Né en 1979, Jules Vipaldo vit et travaille dans le Bas-Berry. On le définit souvent comme « pitre, poète du pire, trousseur de fables, malaxeur de vocables » alors qu’il est sérieux comme un sous-pape.

Poète et écrivain, il travaille, comme d’autres avant lui, comme d’autres avec lui, à l’ébranlement et à l’éclatement de la langue « normée » ou « normale », et des discours, quels qu’ils soient, souhaitant les corrompre tous par la fantaisie et le RIRE, devenu très RARE en littérature. C’est du moins ce qu’il lui semble.

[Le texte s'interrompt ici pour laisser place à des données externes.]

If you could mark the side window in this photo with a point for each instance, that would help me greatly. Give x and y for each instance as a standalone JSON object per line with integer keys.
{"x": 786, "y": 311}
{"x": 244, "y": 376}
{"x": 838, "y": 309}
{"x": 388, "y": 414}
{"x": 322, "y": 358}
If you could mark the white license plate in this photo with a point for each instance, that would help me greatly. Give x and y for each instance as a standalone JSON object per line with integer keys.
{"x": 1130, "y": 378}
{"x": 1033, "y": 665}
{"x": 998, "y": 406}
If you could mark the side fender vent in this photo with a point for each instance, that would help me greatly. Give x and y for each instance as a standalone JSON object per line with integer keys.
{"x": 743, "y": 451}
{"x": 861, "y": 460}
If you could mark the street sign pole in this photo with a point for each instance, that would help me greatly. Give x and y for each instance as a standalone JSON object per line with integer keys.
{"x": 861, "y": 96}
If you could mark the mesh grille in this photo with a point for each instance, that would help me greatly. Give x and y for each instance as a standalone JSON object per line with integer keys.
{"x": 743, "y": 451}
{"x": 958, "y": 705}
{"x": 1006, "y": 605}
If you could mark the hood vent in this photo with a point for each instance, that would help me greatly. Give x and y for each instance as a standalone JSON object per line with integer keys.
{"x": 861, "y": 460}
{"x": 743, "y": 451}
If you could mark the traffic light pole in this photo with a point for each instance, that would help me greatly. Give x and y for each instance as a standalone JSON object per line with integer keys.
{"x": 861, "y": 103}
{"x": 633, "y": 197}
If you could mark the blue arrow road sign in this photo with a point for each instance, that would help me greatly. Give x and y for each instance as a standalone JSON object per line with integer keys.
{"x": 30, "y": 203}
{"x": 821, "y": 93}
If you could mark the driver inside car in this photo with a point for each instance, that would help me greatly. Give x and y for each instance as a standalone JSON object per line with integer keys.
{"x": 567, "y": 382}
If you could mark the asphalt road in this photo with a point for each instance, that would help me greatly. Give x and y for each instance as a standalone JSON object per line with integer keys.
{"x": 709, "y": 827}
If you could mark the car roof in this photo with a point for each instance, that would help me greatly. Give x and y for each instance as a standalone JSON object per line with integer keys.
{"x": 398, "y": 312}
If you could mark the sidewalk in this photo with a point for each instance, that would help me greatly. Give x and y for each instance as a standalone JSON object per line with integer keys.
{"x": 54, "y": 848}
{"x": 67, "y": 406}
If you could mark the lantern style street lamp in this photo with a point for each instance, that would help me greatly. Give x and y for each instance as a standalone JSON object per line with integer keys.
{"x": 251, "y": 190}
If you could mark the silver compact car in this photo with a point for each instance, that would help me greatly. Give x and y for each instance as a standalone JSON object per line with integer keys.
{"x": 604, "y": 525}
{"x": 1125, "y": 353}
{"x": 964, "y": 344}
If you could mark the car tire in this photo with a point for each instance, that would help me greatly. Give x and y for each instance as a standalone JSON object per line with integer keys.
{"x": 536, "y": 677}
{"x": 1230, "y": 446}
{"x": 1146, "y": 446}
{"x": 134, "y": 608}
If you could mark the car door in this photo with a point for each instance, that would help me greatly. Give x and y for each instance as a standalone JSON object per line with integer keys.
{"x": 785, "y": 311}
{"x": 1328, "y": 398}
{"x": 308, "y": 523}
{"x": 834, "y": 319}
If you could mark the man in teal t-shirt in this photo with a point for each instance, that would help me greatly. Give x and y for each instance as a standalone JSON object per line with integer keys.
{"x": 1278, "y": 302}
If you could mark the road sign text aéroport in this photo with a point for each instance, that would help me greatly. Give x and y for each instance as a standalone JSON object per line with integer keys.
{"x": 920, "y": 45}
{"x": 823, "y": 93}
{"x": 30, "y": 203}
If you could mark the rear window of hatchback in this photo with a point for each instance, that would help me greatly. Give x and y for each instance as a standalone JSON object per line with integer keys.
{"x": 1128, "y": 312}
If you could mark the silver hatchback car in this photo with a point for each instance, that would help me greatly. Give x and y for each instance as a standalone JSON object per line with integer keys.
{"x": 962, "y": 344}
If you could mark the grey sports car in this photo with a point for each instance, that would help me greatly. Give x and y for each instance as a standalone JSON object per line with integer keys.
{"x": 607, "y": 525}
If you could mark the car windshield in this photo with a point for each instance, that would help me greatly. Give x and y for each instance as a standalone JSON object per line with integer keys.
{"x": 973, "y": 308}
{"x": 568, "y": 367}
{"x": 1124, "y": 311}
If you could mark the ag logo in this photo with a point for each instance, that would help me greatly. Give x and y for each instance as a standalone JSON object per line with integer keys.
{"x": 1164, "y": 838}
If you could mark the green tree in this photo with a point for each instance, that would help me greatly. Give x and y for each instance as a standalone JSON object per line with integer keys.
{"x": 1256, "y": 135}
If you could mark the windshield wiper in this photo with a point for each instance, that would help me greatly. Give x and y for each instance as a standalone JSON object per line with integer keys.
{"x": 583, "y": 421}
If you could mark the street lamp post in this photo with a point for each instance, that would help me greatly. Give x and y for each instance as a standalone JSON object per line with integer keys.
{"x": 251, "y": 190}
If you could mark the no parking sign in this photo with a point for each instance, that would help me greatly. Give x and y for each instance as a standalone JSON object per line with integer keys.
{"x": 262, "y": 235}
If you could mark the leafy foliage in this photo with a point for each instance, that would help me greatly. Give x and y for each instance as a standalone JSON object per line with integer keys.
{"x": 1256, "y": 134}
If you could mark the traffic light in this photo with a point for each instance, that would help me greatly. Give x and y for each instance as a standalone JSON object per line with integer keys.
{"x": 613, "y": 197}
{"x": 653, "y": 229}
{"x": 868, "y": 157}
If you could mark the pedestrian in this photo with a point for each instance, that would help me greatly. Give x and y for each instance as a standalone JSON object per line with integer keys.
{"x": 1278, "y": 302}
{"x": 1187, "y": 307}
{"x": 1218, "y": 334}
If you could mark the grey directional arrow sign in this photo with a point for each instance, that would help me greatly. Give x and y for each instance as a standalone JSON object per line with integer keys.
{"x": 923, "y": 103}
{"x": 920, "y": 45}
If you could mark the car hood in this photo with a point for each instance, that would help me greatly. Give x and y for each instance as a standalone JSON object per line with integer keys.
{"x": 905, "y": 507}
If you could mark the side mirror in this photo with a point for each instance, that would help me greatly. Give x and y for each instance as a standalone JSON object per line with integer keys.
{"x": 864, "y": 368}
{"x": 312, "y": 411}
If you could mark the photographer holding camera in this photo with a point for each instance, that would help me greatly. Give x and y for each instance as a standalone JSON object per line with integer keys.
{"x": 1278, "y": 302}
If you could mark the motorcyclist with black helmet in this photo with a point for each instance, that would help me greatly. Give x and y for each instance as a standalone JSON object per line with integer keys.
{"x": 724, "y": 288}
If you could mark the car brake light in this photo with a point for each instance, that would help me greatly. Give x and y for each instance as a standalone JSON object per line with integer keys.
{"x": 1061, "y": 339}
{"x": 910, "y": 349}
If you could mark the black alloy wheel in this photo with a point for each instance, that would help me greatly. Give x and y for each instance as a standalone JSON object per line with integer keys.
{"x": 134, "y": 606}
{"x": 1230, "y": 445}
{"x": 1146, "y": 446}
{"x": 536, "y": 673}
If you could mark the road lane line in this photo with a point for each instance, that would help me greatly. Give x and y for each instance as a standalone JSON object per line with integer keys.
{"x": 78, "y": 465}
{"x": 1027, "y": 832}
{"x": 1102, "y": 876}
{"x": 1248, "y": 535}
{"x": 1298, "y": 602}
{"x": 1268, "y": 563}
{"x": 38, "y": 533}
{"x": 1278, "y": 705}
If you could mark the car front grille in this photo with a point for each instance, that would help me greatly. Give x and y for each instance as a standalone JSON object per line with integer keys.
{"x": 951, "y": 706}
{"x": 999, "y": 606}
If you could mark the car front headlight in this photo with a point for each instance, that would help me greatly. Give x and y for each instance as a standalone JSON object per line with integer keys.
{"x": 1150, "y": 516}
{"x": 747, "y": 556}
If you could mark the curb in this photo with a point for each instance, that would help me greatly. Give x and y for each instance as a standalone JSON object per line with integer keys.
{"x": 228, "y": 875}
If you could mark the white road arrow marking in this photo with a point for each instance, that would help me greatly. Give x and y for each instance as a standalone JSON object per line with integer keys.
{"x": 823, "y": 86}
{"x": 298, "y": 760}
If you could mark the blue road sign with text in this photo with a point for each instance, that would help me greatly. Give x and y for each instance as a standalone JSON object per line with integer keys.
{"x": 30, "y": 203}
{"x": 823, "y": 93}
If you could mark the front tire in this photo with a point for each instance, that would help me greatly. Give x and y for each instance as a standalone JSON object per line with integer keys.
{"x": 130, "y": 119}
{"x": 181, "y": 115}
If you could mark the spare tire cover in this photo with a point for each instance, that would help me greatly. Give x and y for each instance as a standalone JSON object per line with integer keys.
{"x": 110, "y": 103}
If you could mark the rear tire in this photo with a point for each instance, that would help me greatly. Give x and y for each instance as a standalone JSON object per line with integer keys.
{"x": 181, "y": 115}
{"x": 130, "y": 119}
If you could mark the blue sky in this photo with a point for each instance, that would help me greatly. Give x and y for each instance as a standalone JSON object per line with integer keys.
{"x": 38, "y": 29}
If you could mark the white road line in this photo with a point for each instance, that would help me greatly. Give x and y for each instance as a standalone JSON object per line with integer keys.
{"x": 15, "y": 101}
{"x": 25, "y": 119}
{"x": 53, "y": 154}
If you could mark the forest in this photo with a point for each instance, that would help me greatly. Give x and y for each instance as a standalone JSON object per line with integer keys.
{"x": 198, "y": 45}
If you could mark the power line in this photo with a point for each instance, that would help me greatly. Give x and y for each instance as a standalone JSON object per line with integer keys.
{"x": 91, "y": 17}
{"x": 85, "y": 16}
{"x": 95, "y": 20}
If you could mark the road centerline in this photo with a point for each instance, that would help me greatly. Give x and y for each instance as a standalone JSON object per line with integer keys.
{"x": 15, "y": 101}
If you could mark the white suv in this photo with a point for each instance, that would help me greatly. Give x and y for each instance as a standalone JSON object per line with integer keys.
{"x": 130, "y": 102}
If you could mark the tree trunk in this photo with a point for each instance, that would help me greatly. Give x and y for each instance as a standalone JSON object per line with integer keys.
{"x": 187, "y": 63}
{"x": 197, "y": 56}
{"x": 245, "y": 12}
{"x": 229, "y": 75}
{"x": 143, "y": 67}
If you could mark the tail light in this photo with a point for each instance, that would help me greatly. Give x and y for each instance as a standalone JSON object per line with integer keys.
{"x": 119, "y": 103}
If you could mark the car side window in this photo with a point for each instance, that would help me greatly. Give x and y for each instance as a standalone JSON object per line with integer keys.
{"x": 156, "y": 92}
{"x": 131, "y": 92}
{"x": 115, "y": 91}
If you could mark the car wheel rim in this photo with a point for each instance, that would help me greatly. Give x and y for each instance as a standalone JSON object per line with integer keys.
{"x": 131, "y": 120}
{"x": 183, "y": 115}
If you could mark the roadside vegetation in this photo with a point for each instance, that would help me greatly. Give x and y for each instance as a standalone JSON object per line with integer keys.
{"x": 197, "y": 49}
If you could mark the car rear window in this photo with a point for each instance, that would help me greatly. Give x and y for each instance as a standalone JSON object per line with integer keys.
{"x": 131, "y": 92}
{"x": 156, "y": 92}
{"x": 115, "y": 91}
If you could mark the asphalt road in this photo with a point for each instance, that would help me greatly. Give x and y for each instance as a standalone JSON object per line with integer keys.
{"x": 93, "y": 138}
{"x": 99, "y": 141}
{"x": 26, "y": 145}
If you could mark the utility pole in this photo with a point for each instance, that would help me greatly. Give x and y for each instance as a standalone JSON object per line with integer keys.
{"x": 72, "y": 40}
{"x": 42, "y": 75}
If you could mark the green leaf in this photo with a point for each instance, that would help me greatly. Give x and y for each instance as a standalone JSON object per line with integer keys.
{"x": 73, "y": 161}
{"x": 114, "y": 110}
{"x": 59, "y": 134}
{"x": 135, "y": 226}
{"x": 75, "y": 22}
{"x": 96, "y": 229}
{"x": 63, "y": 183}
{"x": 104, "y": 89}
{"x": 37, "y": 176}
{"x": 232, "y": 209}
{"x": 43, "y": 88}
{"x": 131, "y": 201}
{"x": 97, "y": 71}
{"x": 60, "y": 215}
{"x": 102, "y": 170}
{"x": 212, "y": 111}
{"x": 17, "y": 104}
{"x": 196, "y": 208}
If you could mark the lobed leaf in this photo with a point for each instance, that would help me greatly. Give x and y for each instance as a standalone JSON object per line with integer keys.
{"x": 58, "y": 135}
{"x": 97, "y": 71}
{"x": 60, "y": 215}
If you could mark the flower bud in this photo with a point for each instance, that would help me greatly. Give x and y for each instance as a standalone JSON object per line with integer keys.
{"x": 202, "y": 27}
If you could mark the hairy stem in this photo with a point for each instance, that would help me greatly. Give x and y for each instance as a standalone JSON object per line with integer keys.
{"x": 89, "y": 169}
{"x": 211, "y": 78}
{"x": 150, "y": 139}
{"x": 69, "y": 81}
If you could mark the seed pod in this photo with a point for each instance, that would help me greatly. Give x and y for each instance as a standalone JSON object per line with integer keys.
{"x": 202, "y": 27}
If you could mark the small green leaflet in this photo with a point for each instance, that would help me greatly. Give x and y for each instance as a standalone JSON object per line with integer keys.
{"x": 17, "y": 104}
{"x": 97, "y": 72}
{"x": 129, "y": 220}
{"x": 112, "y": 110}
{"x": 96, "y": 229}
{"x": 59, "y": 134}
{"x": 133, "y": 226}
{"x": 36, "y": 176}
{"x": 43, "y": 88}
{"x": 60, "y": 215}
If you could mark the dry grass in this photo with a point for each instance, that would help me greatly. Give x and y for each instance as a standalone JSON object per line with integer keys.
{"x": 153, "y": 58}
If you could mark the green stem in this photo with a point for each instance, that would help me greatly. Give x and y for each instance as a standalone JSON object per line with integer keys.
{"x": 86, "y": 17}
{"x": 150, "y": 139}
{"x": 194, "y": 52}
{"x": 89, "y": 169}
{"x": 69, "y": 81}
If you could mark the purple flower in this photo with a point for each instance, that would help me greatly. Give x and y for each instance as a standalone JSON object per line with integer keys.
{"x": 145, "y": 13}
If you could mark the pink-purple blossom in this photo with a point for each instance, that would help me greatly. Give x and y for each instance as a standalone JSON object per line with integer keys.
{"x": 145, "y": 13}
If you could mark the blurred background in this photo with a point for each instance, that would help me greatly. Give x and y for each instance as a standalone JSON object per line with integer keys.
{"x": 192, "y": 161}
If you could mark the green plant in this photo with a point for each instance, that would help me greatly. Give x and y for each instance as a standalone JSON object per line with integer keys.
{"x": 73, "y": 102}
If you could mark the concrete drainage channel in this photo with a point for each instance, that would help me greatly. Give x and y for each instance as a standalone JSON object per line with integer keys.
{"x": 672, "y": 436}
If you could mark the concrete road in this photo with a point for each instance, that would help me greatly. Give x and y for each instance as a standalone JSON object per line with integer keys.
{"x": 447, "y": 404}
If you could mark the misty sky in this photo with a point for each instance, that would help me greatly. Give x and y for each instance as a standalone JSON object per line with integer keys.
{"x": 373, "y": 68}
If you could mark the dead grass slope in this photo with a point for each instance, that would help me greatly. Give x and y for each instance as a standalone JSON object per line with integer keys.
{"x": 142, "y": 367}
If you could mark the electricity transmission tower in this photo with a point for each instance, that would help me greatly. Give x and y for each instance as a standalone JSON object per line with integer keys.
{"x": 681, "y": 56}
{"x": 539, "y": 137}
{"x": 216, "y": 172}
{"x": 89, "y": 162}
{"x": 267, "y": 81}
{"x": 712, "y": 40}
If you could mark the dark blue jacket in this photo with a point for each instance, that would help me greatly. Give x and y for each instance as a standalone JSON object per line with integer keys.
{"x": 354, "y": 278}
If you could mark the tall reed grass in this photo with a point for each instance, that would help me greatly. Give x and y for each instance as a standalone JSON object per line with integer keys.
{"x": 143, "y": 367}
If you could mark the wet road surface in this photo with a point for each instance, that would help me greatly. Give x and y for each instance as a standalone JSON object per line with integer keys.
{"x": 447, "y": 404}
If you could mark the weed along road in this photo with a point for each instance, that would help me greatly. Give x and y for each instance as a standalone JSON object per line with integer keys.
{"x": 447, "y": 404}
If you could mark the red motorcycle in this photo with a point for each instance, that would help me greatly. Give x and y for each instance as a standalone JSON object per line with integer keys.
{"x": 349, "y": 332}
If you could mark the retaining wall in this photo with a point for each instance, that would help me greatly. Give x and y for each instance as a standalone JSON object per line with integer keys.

Comme tous les vrais modestes ou les faux timides, il fait des performances, tout seul, dans son salon ; mais pratique la lecture publique, férocement, et le plus souvent possible (c’est-à-dire, lorsqu’on l’invite) !

L’OBJET

144 pages cousues et collées

Pelliculage « Soft touch » dit aussi « Peau de pêche »
Format 13 x 19 cm avec rabats de 8 cm
ISBN : 978-2-9536083-8-0

Prix : 15 €

(OuvRAGE subventionné à 30 % par le CNL)
Imprimé en France par l’Imprimerie Floch (Mayenne)

Parution le 15 mai 2015

 

L’EXTRAIT

Pauvre Baudelaire - ouverture

 

1156.

Nous avons retrouvé notre écrivain perdu. Il errait sans portable ni connexion, inadaptation au monde moderne bien connue des spécialistes. Il rejoindra notre catalogue vers la fin de l’année 2014. Nous célébrrrerons la Grande Gare, départ pour la Belgique. On vous tient au courant pour la réservation des fleurs et des fusils.

(De toute évidence, les vitupérations, les menaces et le fouet à tresses font des miracles sans laisser plus de traces que cela dans l’esprit du lecteur.)